Equipes do GDF realizarão o recapeamento na via, com reforço de 5cm de pavimento asfáltico, além de sinalização e drenagem das saídas de água. (foto: Breno Fortes/CB/D.A Press)

Após a tragédia com a barragem de rejeitos em Brumadinho (MG), o Governo do Distrito Federal (GDF) intensificou medidas de manutenção na barragem do Lago Paranoá. Uma das preocupações dos técnicos é com a circulação de veículos na via — cerca de 26 mil por dia. O trânsito pode danificar a estrutura da represa, construída há 60 anos. Para diminuir os impactos, a partir de 1° de março, o tráfego de caminhões será proibido no percurso.

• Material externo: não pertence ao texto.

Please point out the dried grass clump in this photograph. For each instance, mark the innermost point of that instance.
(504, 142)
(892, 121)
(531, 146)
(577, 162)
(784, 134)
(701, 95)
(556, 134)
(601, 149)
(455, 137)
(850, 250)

Além disso, a partir de amanhã,  o Departamento de Estradas de Rodagem (DER-DF) iniciará reparos ao longo dos 630 metros da pista de asfalto.

Apesar das obras, o trânsito não ficará obstruído, e a manutenção deve ser finalizada em até 15 dias, de acordo com o DER-DF. No entanto, a velocidade máxima da via será reduzida de 50km/h para 40km/h. O órgão ainda avalia se manterá essa medida como permanente ou se, com o fim dos reparos, o tráfego voltará ao normal.
Equipes do DER-DF realizarão o recapeamento na via, com reforço de 5cm de pavimento asfáltico, além de sinalização e drenagem das saídas de água. Toda a manutenção será feita por obra direta e o valor investido pelo Executivo Local será apurado após o fim dos trabalhos. O departamento ainda instalará placas sinalizando que há obras no lugar.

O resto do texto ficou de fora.